Every general relativity textbook emphasizes that coordinates have no physical meaning. Nevertheless, a coordinate choice must be made in order to carry out real calculations, and that choice can make the difference between a calculation that is simple and one that is a mess. We give a concrete illustration of the maxim that "coordinates matter" using the exact Schwarzschild solution for a vacuum, static, spherical spacetime. We review the standard textbook derivation, Schwarzschild's original 1916 derivation, and a derivation using the Landau-Lifshitz formulation of the Einstein field equations.
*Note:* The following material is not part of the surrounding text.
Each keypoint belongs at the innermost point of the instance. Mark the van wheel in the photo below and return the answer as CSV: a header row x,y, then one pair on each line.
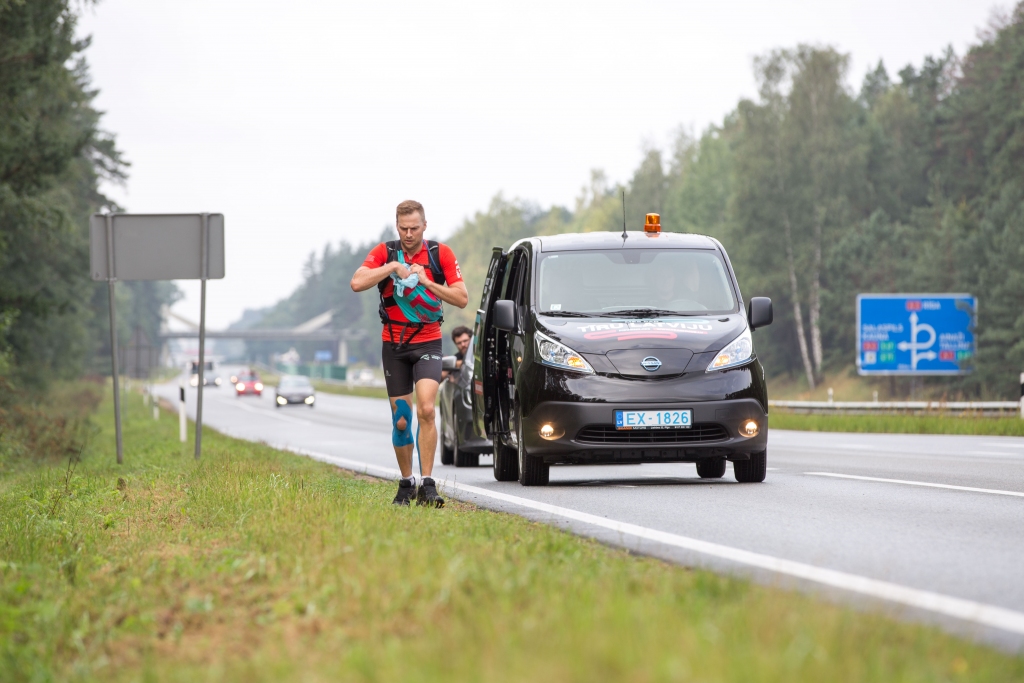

The last derivation is much more complicated, has one aspect for which we have been unable to find a solution, and gives an explicit illustration of the fact that the Schwarzschild geometry can be described in infinitely many coordinate systems.

**
Electromagnetic self-force on a static charge in Schwarzschild-de
Sitter spacetimes**

**Joseph Kuchar, Eric Poisson, Ian Vega**

*Classical and Quantum Gravity* **30**, 235033 (2013)
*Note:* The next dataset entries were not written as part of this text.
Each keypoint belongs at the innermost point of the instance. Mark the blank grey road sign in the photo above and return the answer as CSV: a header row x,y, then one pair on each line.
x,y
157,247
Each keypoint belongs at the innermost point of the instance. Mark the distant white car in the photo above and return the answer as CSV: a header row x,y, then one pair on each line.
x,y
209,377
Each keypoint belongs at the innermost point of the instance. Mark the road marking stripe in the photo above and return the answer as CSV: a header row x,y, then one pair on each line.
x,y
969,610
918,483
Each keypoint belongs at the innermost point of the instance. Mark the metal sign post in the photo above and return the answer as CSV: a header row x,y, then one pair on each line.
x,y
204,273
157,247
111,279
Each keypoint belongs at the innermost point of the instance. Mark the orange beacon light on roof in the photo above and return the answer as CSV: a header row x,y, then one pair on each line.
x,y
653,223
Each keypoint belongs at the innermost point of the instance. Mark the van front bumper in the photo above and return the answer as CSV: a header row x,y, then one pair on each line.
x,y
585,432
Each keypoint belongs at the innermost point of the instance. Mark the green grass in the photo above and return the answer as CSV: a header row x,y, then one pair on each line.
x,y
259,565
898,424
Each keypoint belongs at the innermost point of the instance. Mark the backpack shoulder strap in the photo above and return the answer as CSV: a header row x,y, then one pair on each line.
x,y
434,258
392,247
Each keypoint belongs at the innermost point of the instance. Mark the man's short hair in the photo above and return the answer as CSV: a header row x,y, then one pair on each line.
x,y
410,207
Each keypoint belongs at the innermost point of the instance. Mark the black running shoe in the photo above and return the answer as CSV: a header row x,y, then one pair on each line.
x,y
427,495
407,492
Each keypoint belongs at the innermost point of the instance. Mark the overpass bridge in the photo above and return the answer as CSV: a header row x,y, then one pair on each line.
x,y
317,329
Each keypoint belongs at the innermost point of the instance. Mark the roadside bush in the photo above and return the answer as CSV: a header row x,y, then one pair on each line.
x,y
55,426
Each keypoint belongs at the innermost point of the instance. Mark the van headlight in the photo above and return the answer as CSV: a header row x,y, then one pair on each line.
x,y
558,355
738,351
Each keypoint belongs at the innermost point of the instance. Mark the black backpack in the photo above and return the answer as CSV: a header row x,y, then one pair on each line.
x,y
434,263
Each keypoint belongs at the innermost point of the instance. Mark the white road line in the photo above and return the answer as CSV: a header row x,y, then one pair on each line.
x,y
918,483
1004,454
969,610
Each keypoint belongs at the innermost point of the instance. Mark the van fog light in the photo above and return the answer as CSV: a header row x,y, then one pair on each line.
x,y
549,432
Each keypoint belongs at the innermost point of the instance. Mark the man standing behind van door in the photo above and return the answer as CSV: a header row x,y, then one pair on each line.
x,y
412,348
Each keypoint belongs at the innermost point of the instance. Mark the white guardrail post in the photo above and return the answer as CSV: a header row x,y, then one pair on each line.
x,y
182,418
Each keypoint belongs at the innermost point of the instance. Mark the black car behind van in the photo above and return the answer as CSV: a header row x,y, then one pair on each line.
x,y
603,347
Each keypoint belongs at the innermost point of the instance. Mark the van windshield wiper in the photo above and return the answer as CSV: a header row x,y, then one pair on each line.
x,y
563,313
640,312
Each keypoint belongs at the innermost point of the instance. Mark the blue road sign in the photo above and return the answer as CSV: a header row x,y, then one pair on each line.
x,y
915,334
We compute the self-force acting on an electric charge at rest in Schwarzschild-de Sitter spacetimes, allowing the cosmological constant to be either positive or negative. In the case of a positive cosmological constant, we show that the self-force is always positive, representing a repulsion from the black hole, and monotonically decreasing with increasing distance from the black hole. The spectrum of results is richer in the case of a negative cosmological constant. Here the self-force is not always positive --- it is negative when the black-hole and cosmological scales are comparable and the charge is close to the black hole --- and not always monotonically decreasing --- it is actually monotonically increasing when the cosmological scale is sufficiently small compared to the black-hole scale. The self-force also approaches a constant asymptotic value when the charge is moved to large cosmological distances; this feature can be explained in terms of an interaction between the charge and the conformal boundary at infinity, which acts as a grounded conductor.

**
Self-force as a cosmic censor
**

**Peter Zimmerman, Ian Vega, Eric Poisson, Roland Haas**

*Physical Review D* **87**, 041501(R) (2013)
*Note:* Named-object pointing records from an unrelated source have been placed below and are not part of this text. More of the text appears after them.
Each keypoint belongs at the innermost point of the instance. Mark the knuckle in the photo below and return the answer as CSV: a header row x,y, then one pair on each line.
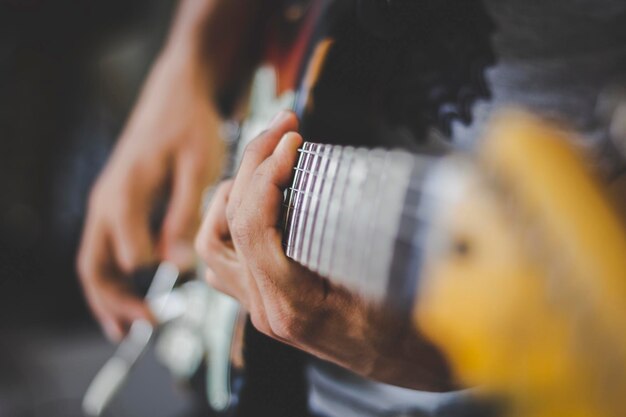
x,y
83,267
240,230
231,211
130,260
255,146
We examine Hubeny's scenario according to which a near-extremal Reissner-Nordstrom black hole can absorb a particle and be driven toward an over-extremal state in which the charge exceeds the mass, signaling the destruction of the black hole. Our analysis incorporates the particle's electromagnetic self-force and the energy radiated to infinity in the form of electromagnetic waves. With these essential ingredients, our sampling of the parameter space reveals no instances of an overcharged final state, and we conjecture that the self-force acts as a cosmic censor, preventing the destruction of a near-extremal black hole by the absorption of a charged particle. We argue, on the basis of the third law of black-hole mechanics, that this conclusion is robust and should apply to attempts to overspin a Kerr black hole.